Game Performance Optimization - A Practical Example From Industry Idle
Game performance is hard, maybe not as hard as making a game deterministic. Both require disciplines, which do not come out of the box with programming language and tooling. It’s generally a good idea not to worry too much about performance while adding new game features. Because trying to kill two birds with one stone usually leads to bad decisions - over-engineering, premature optimization and the “solution” might not work at all. After all, it’s hard to optimize a codebase while new code is constantly being added. The old wisdom of “first you make it work, then you make it fast” applies here.
A good timing to do performance optimization is after game features are more or less complete. Fortunately, most development platforms have decent profilers - which makes it easy to track down the problem, compared to deterministic issues, which is more like detective work.

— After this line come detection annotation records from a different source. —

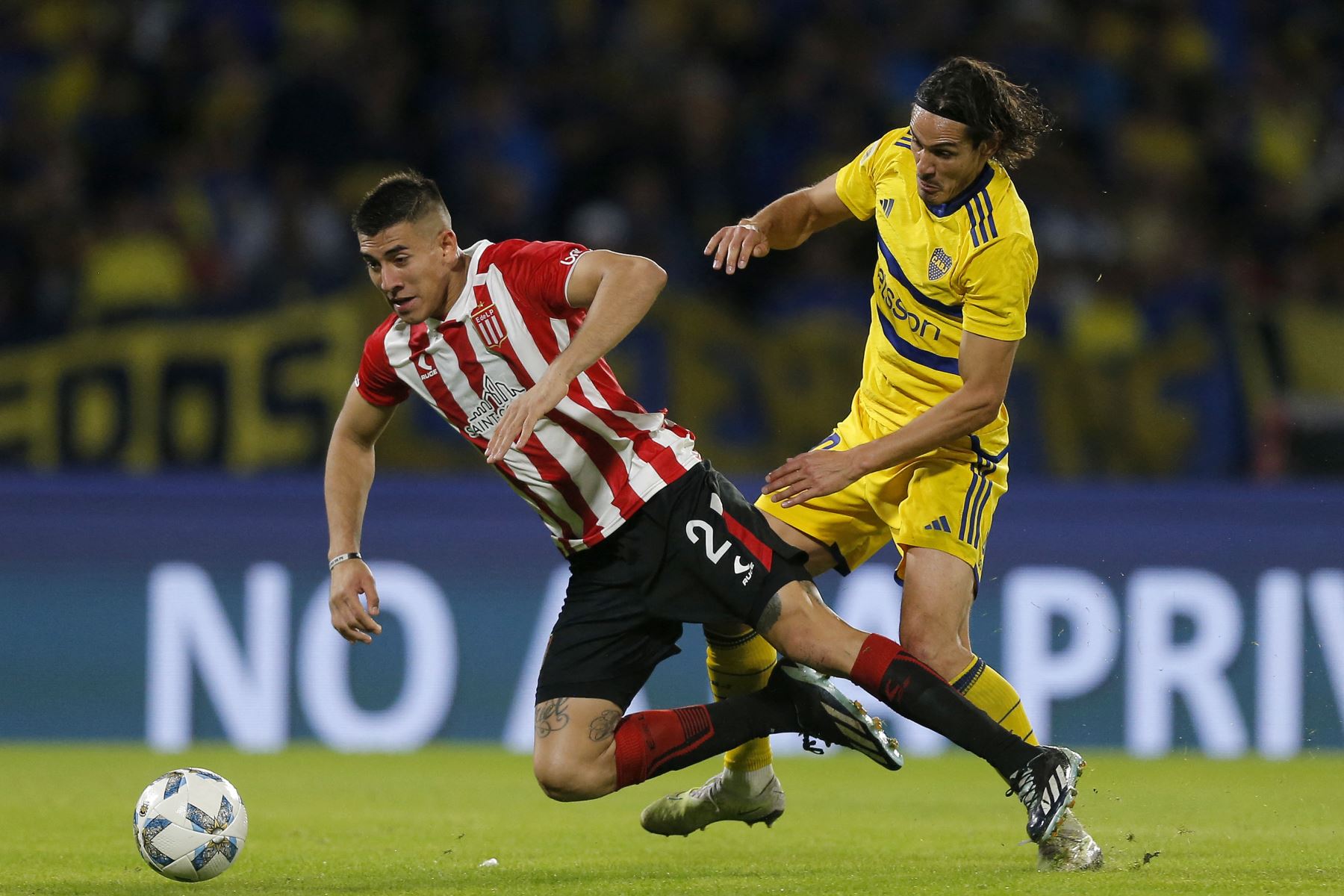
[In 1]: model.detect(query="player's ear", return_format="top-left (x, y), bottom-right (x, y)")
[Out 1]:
top-left (438, 228), bottom-right (457, 259)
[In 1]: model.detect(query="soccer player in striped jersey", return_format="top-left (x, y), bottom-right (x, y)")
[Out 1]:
top-left (642, 57), bottom-right (1102, 869)
top-left (326, 172), bottom-right (1082, 841)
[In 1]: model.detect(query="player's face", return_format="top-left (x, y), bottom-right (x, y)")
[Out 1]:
top-left (359, 215), bottom-right (460, 324)
top-left (910, 106), bottom-right (998, 205)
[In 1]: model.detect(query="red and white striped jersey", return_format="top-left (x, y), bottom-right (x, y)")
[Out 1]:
top-left (355, 239), bottom-right (700, 555)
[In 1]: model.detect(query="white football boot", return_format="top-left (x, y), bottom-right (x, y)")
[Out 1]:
top-left (640, 771), bottom-right (783, 837)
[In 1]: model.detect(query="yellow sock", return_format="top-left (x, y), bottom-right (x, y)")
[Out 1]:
top-left (951, 657), bottom-right (1036, 744)
top-left (704, 632), bottom-right (780, 771)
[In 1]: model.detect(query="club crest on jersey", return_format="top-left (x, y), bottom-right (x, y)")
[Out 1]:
top-left (929, 247), bottom-right (951, 279)
top-left (472, 302), bottom-right (508, 349)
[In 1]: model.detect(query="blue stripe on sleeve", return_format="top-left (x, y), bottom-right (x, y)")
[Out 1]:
top-left (971, 193), bottom-right (989, 243)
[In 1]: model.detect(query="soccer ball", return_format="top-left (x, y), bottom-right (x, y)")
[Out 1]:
top-left (136, 768), bottom-right (247, 881)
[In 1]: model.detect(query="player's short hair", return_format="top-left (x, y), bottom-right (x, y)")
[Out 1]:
top-left (915, 57), bottom-right (1054, 168)
top-left (349, 168), bottom-right (453, 237)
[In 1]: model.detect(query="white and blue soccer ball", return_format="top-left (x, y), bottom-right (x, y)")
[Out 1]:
top-left (136, 768), bottom-right (247, 881)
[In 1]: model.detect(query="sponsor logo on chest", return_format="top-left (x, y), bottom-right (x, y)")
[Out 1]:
top-left (464, 373), bottom-right (523, 439)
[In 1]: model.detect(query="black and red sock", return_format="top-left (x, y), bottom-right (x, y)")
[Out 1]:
top-left (850, 634), bottom-right (1036, 778)
top-left (615, 689), bottom-right (798, 790)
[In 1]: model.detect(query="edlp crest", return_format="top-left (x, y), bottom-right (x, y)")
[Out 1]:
top-left (472, 302), bottom-right (508, 349)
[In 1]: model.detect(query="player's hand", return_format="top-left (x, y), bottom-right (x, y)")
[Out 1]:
top-left (704, 223), bottom-right (770, 274)
top-left (485, 376), bottom-right (570, 464)
top-left (328, 559), bottom-right (383, 644)
top-left (761, 449), bottom-right (863, 506)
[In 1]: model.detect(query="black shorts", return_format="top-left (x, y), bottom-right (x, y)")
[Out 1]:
top-left (536, 462), bottom-right (812, 709)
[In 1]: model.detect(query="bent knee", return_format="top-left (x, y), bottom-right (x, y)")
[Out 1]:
top-left (532, 759), bottom-right (610, 803)
top-left (900, 625), bottom-right (974, 681)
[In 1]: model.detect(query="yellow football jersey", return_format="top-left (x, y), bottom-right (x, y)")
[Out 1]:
top-left (836, 128), bottom-right (1036, 452)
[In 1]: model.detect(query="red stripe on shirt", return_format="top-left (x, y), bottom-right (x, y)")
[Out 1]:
top-left (462, 284), bottom-right (603, 547)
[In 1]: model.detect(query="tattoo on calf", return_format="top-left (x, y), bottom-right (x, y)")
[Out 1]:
top-left (536, 697), bottom-right (570, 738)
top-left (756, 594), bottom-right (783, 635)
top-left (588, 709), bottom-right (621, 743)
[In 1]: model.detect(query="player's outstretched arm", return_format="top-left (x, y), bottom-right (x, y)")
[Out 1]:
top-left (704, 175), bottom-right (853, 274)
top-left (323, 387), bottom-right (393, 644)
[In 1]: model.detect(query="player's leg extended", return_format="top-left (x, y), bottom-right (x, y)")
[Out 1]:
top-left (900, 547), bottom-right (1036, 743)
top-left (892, 451), bottom-right (1102, 869)
top-left (756, 582), bottom-right (1083, 842)
top-left (704, 625), bottom-right (778, 791)
top-left (640, 489), bottom-right (889, 836)
top-left (532, 692), bottom-right (797, 802)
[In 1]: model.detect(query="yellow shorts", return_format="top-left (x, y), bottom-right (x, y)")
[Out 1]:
top-left (756, 395), bottom-right (1008, 585)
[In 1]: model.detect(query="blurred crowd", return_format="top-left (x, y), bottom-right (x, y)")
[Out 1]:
top-left (0, 0), bottom-right (1344, 475)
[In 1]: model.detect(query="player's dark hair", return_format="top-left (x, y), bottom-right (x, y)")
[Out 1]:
top-left (349, 168), bottom-right (447, 237)
top-left (915, 57), bottom-right (1054, 168)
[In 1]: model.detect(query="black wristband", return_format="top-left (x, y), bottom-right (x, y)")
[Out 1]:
top-left (326, 551), bottom-right (364, 572)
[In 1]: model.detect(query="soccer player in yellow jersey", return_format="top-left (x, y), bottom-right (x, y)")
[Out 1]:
top-left (642, 57), bottom-right (1102, 869)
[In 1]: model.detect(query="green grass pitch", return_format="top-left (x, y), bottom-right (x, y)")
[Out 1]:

Background And Where Things Stand
Industry Idle, if you haven’t played before, is essentially an economic simulator. When the economy gets bigger, the simulation will take more time to run. To make things worse, the game also renders all the details on screen as well.
In the above screen capture, the tiny “dots” represent real-time resource movement - for example, after an iron mine has mined iron ore which is then sent to a steel factory to produce steel, a dot will move from iron mine to steel factory. Now when the economy and the supply chain get more and more complex, an overwhelming amount of dots will be flying on the screen, kind of like a swarm. It is cool to look at but it will kill the game’s FPS.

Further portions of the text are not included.